Por ello, el reconocimiento otorgado por la UNESCO hace ya veinticinco años no sólo honra una tradición musical o ritual. Reconoce la importancia universal de una manifestación cultural que testimonia la capacidad humana para resistir, preservar su identidad y transformar el sufrimiento en cultura.
La labor desarrollada por el Centro León, junto a la Comisión Nacional Dominicana para la UNESCO, el Ministerio de Cultura, los investigadores y, sobre todo, los propios cofrades, constituye un ejemplo de cómo la gestión cultural puede convertirse en una herramienta efectiva para proteger y fortalecer el patrimonio vivo de una nación.

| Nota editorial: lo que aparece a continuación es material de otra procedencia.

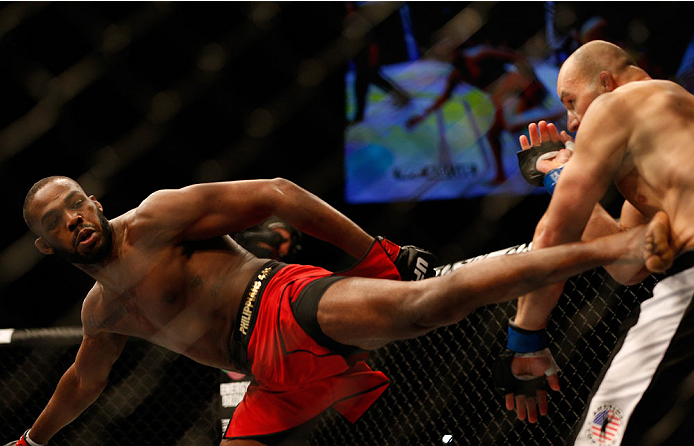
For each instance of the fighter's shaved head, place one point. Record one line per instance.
(597, 56)
(35, 188)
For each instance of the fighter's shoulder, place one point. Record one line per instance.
(91, 307)
(638, 91)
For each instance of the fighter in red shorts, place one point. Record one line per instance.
(168, 272)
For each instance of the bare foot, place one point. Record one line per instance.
(657, 252)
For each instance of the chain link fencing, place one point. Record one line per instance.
(441, 390)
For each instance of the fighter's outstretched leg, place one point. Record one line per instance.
(658, 252)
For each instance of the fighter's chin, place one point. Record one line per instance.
(90, 253)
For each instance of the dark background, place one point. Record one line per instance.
(136, 96)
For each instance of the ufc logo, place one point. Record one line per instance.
(420, 268)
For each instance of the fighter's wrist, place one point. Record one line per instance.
(550, 180)
(521, 340)
(31, 442)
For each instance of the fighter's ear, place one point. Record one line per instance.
(607, 81)
(43, 246)
(93, 198)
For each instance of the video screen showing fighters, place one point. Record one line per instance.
(443, 122)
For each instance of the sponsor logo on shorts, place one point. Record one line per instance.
(421, 268)
(247, 311)
(605, 425)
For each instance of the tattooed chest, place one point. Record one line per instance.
(166, 305)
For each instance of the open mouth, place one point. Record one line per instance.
(85, 237)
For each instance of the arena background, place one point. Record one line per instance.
(131, 97)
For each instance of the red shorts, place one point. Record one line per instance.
(295, 378)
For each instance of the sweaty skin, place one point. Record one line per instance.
(166, 272)
(631, 130)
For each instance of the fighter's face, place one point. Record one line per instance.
(72, 224)
(576, 93)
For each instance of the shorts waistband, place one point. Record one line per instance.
(683, 261)
(248, 313)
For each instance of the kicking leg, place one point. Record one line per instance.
(370, 313)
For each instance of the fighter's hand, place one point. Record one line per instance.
(658, 253)
(544, 132)
(524, 377)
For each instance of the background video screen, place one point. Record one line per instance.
(443, 123)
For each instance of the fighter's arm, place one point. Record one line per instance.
(81, 384)
(600, 223)
(209, 210)
(600, 148)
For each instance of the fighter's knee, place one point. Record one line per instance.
(427, 311)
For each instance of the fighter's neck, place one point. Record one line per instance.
(103, 270)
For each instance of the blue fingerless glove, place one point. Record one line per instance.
(550, 180)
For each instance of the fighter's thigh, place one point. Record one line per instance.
(370, 313)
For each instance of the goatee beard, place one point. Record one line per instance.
(99, 253)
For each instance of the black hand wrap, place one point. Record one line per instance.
(264, 241)
(527, 161)
(415, 263)
(506, 382)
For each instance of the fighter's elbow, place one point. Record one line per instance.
(626, 276)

Los Congos de Villa Mella son mucho más que una expresión artística. Son memoria. Son resistencia. Son dignidad. Son comunidad. Son la prueba de que una cultura puede sobrevivir incluso a las circunstancias más adversas cuando existe una voluntad colectiva de preservarla.
Cada toque de tambor que hoy resuena en Villa Mella es mucho más que un eco del pasado. Es una voz que atraviesa los siglos para recordarnos quiénes somos. Es la memoria de quienes se negaron a desaparecer. Es la herencia de quienes transformaron el dolor en esperanza y la opresión en identidad.
Por eso, cuando escuchamos los tambores de los Congos, no escuchamos solamente música. Escuchamos una parte esencial del alma histórica y cultural de la República Dominicana.